Durante os séculos XVII, XVIII e XIX vão surgindo grandes quintas nos arredores da cidade de Lisboa que eram constituídas, na sua maioria, por uma propriedade com casa apalaçada de dois pisos, térreo e superior, área de lazer, jardins, capela e equipamentos de apoio às actividades agrícolas como estrebarias, currais, campos de rega e poços. Eram na sua maioria casas de campo da elite da capital Lisboa onde se juntava o lazer ao rendimento. A cidade de Lisboa devido ao seu clima, luz, situação geográfica e sendo a capital de um vasto império colonial durante séculos, resultaram numa grande quantidade de palácios e quintas mandados construir por famílias nobres ao longo dos tempos. É pois vasta a quantidade de quintas, palácios e palacetes na cidade de Lisboa e nos seus arredores, algumas destas propriedades já desaparecidas ou em vias de desaparecer, mas também alguns casos excelentes exemplos de restauro e reedificação. Umas sendo propriedades privadas ou do Estado, com mais ou menos importância que outras, mas todas elas integradas numa zona, num tempo e época com histórias para contar, influenciando de forma directa e indirecta a origem de certas localidades, assim como toponímias da capital. De todas essas propriedades, existentes, é aqui dado a conhecer alguns desses exemplos.

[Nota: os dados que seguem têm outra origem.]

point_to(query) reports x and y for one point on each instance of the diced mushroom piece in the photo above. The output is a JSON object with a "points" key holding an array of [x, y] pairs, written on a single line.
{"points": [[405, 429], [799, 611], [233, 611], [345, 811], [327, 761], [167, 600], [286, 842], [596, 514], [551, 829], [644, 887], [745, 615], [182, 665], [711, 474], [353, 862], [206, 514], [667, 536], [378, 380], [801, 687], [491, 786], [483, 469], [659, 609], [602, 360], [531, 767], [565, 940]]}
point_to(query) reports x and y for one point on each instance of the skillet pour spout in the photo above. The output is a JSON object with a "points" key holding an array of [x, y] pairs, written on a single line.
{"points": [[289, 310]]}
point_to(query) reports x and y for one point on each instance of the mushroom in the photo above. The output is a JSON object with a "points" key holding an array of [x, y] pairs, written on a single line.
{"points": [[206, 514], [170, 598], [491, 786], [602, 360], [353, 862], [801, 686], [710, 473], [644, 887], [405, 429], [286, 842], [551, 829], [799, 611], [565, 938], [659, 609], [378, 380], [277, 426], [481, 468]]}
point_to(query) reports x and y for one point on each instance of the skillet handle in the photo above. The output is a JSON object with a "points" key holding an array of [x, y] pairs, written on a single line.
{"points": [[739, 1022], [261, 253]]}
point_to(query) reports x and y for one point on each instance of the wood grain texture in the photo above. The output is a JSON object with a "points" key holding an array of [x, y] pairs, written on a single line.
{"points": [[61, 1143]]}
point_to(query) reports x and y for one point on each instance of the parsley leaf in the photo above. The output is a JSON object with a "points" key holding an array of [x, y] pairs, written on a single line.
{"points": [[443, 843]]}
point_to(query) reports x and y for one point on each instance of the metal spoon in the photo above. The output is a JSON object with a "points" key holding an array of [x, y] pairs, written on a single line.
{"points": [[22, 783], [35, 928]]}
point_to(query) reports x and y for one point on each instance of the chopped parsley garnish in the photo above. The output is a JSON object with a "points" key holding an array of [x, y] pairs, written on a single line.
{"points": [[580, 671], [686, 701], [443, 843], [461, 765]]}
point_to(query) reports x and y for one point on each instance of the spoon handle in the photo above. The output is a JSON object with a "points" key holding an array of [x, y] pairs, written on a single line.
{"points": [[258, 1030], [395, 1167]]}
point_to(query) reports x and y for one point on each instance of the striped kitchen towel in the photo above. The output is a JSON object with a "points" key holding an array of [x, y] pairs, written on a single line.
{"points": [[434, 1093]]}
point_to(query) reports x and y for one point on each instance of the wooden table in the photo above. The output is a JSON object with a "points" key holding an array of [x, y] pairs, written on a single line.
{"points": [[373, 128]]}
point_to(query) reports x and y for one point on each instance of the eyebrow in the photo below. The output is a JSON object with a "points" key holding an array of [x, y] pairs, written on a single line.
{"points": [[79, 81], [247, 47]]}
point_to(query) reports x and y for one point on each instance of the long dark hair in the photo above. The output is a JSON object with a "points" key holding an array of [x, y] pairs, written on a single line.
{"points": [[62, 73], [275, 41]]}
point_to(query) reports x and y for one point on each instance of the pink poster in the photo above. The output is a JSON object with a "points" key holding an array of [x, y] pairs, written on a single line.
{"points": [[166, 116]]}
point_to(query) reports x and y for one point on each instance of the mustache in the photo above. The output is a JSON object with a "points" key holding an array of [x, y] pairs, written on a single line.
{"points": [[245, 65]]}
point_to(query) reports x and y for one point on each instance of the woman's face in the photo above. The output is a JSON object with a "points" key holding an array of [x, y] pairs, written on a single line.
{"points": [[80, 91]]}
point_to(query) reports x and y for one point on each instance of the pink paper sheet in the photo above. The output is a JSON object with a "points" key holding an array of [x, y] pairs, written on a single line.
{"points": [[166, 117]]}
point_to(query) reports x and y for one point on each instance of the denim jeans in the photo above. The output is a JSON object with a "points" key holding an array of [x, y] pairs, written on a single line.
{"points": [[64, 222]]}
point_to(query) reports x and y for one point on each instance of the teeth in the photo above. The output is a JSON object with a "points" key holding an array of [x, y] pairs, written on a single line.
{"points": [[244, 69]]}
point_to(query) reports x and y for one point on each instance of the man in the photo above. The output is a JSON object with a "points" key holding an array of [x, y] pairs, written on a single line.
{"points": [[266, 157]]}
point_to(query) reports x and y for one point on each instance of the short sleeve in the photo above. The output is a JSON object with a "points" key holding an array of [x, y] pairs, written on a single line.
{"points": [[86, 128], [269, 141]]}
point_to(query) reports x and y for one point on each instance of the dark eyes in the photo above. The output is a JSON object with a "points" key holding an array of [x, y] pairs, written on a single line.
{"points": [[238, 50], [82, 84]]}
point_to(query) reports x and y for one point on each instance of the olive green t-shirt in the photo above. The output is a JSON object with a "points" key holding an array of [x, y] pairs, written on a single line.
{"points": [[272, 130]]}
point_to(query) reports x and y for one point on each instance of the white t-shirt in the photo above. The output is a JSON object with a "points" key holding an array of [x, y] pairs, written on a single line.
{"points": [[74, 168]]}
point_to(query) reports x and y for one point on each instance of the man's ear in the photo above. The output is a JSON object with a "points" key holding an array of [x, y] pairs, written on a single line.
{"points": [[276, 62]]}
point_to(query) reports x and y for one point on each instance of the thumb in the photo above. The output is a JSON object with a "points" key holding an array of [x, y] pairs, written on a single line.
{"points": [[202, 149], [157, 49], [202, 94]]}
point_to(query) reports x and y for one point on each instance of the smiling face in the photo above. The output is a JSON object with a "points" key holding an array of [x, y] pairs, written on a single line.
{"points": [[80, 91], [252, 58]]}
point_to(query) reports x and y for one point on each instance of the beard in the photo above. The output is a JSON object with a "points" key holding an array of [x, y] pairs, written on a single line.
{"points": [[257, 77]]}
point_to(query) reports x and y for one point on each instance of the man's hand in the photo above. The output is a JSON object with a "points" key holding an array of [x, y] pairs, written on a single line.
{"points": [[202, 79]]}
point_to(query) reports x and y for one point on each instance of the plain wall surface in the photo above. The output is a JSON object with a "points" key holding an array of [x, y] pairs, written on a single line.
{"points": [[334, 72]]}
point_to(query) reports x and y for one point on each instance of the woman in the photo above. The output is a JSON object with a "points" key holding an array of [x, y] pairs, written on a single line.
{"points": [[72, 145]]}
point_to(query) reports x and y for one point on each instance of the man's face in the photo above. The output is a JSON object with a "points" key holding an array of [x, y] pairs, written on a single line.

Quinta do Outeiro ou Quinta de Nossa Senhora dos Prazeres
Situa-se esta propriedade na actual Rua Luís de Camões, antigo caminho do Outeiro, na freguesia das Águas Livres do Concelho da Amadora, território alterado de forma negativa pela urbanização intensiva e pela abertura de vias rápidas, sendo o impacto da IC 19 bastante notório por se situar imediatamente a sul dos edifícios classificados. Desconhece-se ao certo a data da construção primitiva da Quinta do Outeiro (Oiteiro) de Baixo, antigo nome do local onde esta propriedade se situa. Segundo nos informa o Padre Álvaro Proença (1912 - 1983), em 1703 a Quinta era designada como Quinta do Marquês ou do Coculim, podendo assim estar associada às propriedades do Marquês da Fronteira. A disposição dos imóveis forma um conjunto de planimetria irregular, destacando-se a casa principal senhorial, uni-familiar, com pórtico, um pátio interior e uma capela datada de 1720, como se pode comprovar na data que encima a porta do respectivo local de culto. É plausível que o palacete da Quinta tenha sido objecto de várias transformações, conforme atesta a inscrição colocada no portal de entrada: "Q.D.N.S. DOS PRAZERES 1731". Segundo Anne Stoop na sua obra Quintas e Palácios nos Arredores de Lisboa (1986): " (...) a parte mais antiga foi alargada no rés-do-chão mediante um pórtico incorporado no edifício e uma galeria que o prolonga. Esta é simultaneamente sobrelevada por um andar ao qual se pode aceder através de uma escada surpreendentemente rústica para uma casa deste tipo. O pórtico, incorporado, permite integrar habilmente na mesma fachada a capela e parte da habitação".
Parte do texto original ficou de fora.